The letter from Dr Frey raised several points worthy of discussion. First was the question of differential species sensitivity to botulinum toxins and whether rabbits are an appropriate model for humans, and specifically whether our rabbits were overdosed relative to typical human usage. Second, the letter noted that we failed to mention the advantages of unloading the temporomandibular joint. Third, it pointed out that our study period of 3 months was not long enough to justify our claim of lasting joint changes. Finally, the letter stated that we claimed that BoNT/A could have direct toxicity for skeletal cells, with no evidence for this claim. We address each issue in turn.
On the question of species sensitivity, we attempted to understand the letter writer’s point by looking up references 3 and 4. Unfortunately, we were unable to locate reference 3 (University of Washington Interlibrary Loan is still looking for a copy of this edited volume), and reference 4 (another edited volume) does not mention botulinum toxin in any of its 741 pages. Nevertheless, species differences do exist, although it is not as simple as herbivores vs carnivores. Mink and foxes are among the carnivores that are highly sensitive to botulism ; pigs, which like humans are omnivores, are much more resistant than humans. There is no evidence that rabbits are more sensitive to botulinum neurotoxin than are humans; both species are subject to the effects of the toxins.
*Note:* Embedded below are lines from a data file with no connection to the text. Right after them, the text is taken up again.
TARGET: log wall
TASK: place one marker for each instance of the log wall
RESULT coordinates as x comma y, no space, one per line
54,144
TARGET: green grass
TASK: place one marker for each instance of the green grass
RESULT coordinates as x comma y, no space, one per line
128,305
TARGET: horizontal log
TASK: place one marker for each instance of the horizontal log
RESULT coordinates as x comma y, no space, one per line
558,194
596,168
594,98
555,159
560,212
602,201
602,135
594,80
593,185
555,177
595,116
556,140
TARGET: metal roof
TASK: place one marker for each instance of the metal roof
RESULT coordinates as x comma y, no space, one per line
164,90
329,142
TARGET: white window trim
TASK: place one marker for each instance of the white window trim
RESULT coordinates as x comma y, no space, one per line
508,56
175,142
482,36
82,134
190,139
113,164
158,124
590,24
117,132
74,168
The dose we used (10 units/masseter) falls in the typical range for rabbit studies (5-20 units/masseter) as well as corresponding in dosage to those used clinically. Although the drop-off in electromyographic amplitude was indeed dramatic, the results from human electromyographic studies are similar, not “vastly different.” For example, Kim et al reported 72% to 74% reductions after 2 weeks, actually greater than the 68% reduction we observed at that time point in rabbits. Human masseter electromyographic amplitude continues to be more reduced than that of rabbits at 4 weeks. These human studies were of patients receiving cosmetic reductions of masseter bulk; the patients were not reported to be bruxers or to have abnormal muscle function, and the dosages used (25-35 units/masseter) were in the same range as is used for bruxism. Of course, one should never extrapolate directly from animal studies to the clinic, but we conclude that there is no reason to believe that our rabbits were overdosed relative to clinical usage or that our method was “improper.” Furthermore, a recent rat study and a preliminary clinical study showed that the use of BoNT/A in the masseter is associated with osteopenia of the condyle in 2 additional species. Our result is not unique.
We are not aware of any unequivocal evidence of benefits for unloading the temporomandibular joint and could find no relevant literature. Aside from the obvious point that BoNT/A muscle inactivation and orthodontic appliances are mechanically different and so cannot unload the temporomandibular joint in the “same fashion,” because of the difficulty of measurement in humans it has not been verified that such appliances actually unload the joint. On the positive side, the fact that the condylar cartilage maintained its thickness and proliferative activity suggests that this aspect of joint health was not harmed by unloading. We have no other data to bear on the subject and therefore did not discuss it further. The intent of our contribution was to show that unloading of the joint is most likely associated with loss of condylar bone, a finding that we think practitioners should know about. Clinicians considering treatment with BoNT/A injections into jaw muscles should weigh the potential advantages of unloading against its disadvantages.
We referred to the 3-month duration of effect as “long term” rather than “lasting” because we admittedly do not know whether the effect is permanent. We made no claim that the bone would never recover. As we pointed out in the article, the loss of trabecular connections in the midcondylar region would make it difficult to normalize this region. We agree that longer studies are needed.
With regard to our claim of direct toxicity to bone cells, this is a misreading of our intent. We intended to convey that although we could not eliminate this possibility, the effects observed were more easily explained as a simple consequence of unloading. We do not think that BoNT/A is toxic to the skeleton, but because some organs (eg, salivary glands) do show direct effects of the toxin, we thought we should mention the possibility. However, contrary to the letter’s implication that BoNT/A is good for skeletal cells because it is a treatment for osteoarthritis, we noted that reference 5 of the letter (Chou et al, 2010) is an uncontrolled study that found no evidence for any functional improvement and very marginal evidence for an effect on pain. The moderate analgesic effect of BoNT/A is well known and is not evidence for a therapeutic effect on the skeleton.
In conclusion, we agree with Dr Frey that proper training, case selection, and dosing are vital for clinicians using BoNT/A. There are certainly conditions for which BoNT/A is a treatment of choice, such as dystonias. However, rather than adding to the “myths and misunderstandings surrounding BoNT/A treatments,” we believe that our contribution informs clinicians of a possible side effect that will allow them to improve patient selection.